DanielNoord commented 2 years ago

Could you show your changes? Something like that should work..

mjhaye commented 2 years ago

The plugin code looks like this:

from typing import TYPE_CHECKING
import astroid.brain.brain_dataclasses as brain_dataclasses

brain_dataclasses.DATACLASS_MODULES = brain_dataclasses.DATACLASS_MODULES | {"mymodule"}

if TYPE_CHECKING:
    from pylint.lint import PyLinter

def register(linter: "PyLinter") -> None:
    pass

Some debugging shows that the transforms in brain_dataclasses are a being applied before the plugin is imported and thus the patch is applied too late.

Currently my work-around (just in the code, not a plugin) is a bit too hacky for my liking:

mod = ModuleType("marshmallow_dataclass")
setattr(mod, "dataclass", mydataclass)
sys.modules["marshmallow_dataclass"] = mod
from marshmallow_dataclass import dataclass 
Pierre-Sassoulas commented 2 years ago

Reopening so the latest discussion is not lost.

Pierre-Sassoulas commented 1 year ago

Here's an useful example from @apxdono in #8833:

Bug description

Custom dataclass-like decorators (marked with dataclass_transform) exhibit issues similar to ones described in #4899, https://github.com/pylint-dev/pylint/issues/7884 etc.

Whenever a dataclass "container" property is declared as field(default_factory=list|dict|etc...), pylint argues that particular methods and operations aren't applicable/available for this property.

Below example will produce 4 distinct pylint errors.

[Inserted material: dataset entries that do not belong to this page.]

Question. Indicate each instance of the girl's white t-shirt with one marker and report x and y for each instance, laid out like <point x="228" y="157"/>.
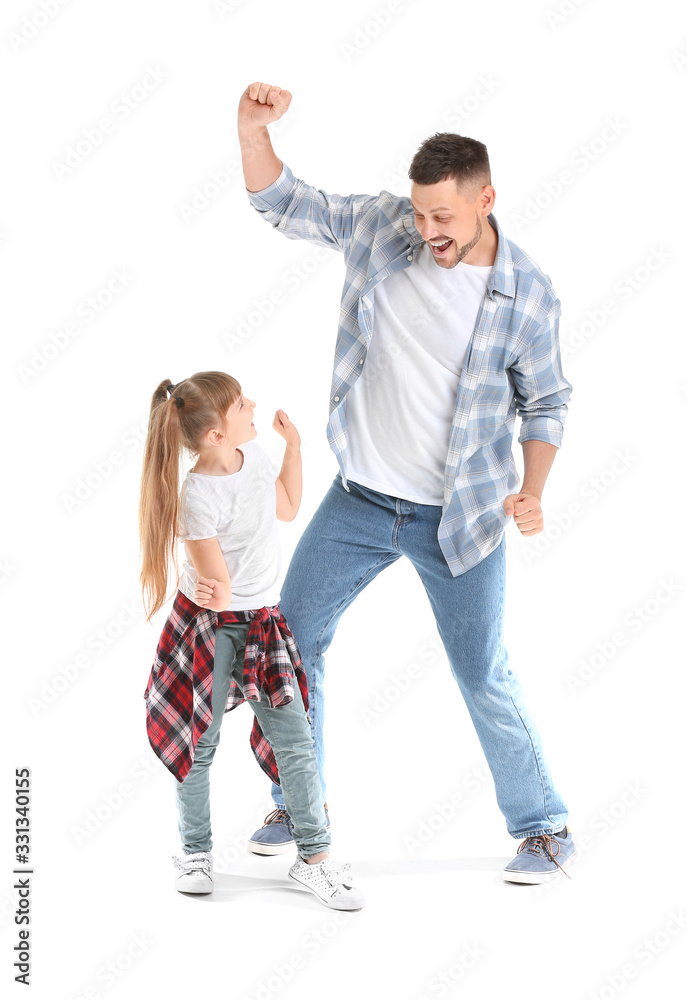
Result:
<point x="399" y="412"/>
<point x="241" y="511"/>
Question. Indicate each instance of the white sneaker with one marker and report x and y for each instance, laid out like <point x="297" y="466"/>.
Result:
<point x="330" y="881"/>
<point x="195" y="872"/>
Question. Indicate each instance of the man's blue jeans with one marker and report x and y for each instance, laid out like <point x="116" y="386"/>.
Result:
<point x="351" y="538"/>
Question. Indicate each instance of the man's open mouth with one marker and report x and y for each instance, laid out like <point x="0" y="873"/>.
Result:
<point x="440" y="248"/>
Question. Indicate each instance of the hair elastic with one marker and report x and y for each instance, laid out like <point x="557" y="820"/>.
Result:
<point x="177" y="399"/>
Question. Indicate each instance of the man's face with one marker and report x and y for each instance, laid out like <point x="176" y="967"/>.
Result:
<point x="447" y="220"/>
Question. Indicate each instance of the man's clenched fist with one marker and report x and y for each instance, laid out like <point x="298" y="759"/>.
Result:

The only way to resolve them is to remove = field(...) declarations.

# issue.py

import dataclasses
from dataclasses import field
from typing import Dict, List, Optional, TypeVar, dataclass_transform

_C = TypeVar("_C", bound=type)

@dataclass_transform(field_specifiers=(dataclasses.field,), kw_only_default=True)
def real_class(cls: _C) -> _C:
    data_cls = dataclasses.dataclass(cls, kw_only=True, slots=True)  # type: ignore
    return data_cls

@real_class
class Vehicle:
    model: str
    wheel_count: int = field(default=4)

@real_class
class Parking:
    parked_vehicles: List[Vehicle] = field(default_factory=list)
    spots: Dict[int, Optional[Vehicle]] = field(default_factory=dict)

    def park_vehicle(self, vehicle: Vehicle, spot: int):
        self.parked_vehicles.append(vehicle)
        self.spots[spot] = vehicle

def main():
    parking = Parking()
    parking.park_vehicle(Vehicle(model="lamborghini"), 5)
    parking.park_vehicle(Vehicle(model="prius"), 3)
    parking.park_vehicle(Vehicle(model="volkswagen"), 22)

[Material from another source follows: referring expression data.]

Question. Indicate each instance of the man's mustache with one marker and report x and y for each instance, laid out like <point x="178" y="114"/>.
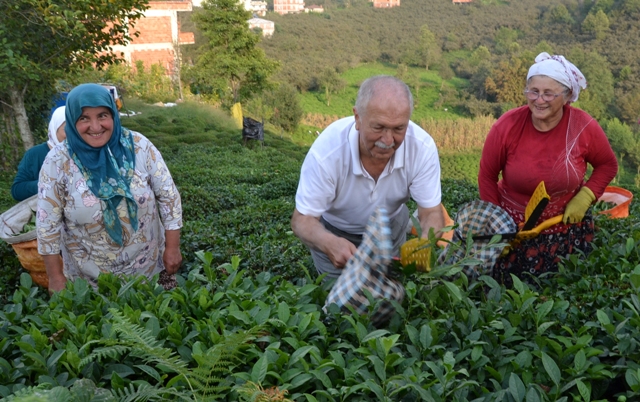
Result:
<point x="382" y="145"/>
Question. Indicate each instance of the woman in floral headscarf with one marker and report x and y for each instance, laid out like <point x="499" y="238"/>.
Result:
<point x="106" y="199"/>
<point x="25" y="184"/>
<point x="547" y="140"/>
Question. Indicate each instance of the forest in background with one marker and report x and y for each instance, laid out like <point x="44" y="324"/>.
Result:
<point x="489" y="44"/>
<point x="469" y="60"/>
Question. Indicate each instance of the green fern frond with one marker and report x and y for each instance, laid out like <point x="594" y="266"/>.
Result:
<point x="208" y="378"/>
<point x="146" y="392"/>
<point x="24" y="393"/>
<point x="112" y="351"/>
<point x="144" y="345"/>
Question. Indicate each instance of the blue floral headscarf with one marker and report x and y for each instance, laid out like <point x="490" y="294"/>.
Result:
<point x="108" y="169"/>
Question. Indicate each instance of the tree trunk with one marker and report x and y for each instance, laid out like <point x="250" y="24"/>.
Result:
<point x="9" y="147"/>
<point x="20" y="113"/>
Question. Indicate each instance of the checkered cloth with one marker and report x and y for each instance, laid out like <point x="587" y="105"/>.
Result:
<point x="479" y="218"/>
<point x="368" y="269"/>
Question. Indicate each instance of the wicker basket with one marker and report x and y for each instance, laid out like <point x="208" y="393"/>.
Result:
<point x="416" y="250"/>
<point x="32" y="261"/>
<point x="24" y="244"/>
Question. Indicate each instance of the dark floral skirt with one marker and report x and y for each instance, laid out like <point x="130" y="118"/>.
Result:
<point x="542" y="254"/>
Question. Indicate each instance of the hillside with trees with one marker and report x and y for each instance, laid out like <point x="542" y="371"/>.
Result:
<point x="489" y="44"/>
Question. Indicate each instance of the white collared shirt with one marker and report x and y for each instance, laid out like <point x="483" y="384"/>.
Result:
<point x="333" y="183"/>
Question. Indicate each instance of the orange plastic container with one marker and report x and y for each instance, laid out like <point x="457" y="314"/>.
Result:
<point x="619" y="196"/>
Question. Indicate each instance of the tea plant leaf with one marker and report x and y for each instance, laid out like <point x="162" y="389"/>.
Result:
<point x="259" y="371"/>
<point x="454" y="290"/>
<point x="584" y="389"/>
<point x="337" y="358"/>
<point x="517" y="284"/>
<point x="551" y="368"/>
<point x="378" y="366"/>
<point x="374" y="335"/>
<point x="630" y="246"/>
<point x="633" y="379"/>
<point x="425" y="336"/>
<point x="53" y="359"/>
<point x="603" y="318"/>
<point x="544" y="309"/>
<point x="544" y="326"/>
<point x="533" y="396"/>
<point x="323" y="377"/>
<point x="579" y="360"/>
<point x="299" y="354"/>
<point x="300" y="379"/>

    for spot, veh in parking.spots.items():
        if veh and veh in parking.parked_vehicles:
            print(f"Spot #{spot}: {veh.model}")

if __name__ == "__main__":
    main()

Command used

$ pylint issue.py

Pylint output

************* Module attrcheck.issue
issue.py:26:8: E1101: Instance of 'Field' has no 'append' member (no-member)
issue.py:27:8: E1137: 'self.spots' does not support item assignment (unsupported-assignment-operation)
issue.py:36:21: E1101: Instance of 'Field' has no 'items' member (no-member)
issue.py:37:26: E1135: Value 'parking.parked_vehicles' doesn't support membership test (unsupported-membership-test)

------------------------------------------------------------------
Your code has been rated at 2.31/10 (previous run: 2.31/10, +0.00)

Expected behavior

$ pylint issue.py
--------------------------------------------------------------------
Your code has been rated at 10.00/10 (previous run: 10.00/10, +0.00)
mjhaye commented 1 year ago

Has this now become the formal ticket for request for PEP681 support (I could not find another one)? If yes, maybe it is better to change the name, or open a new one.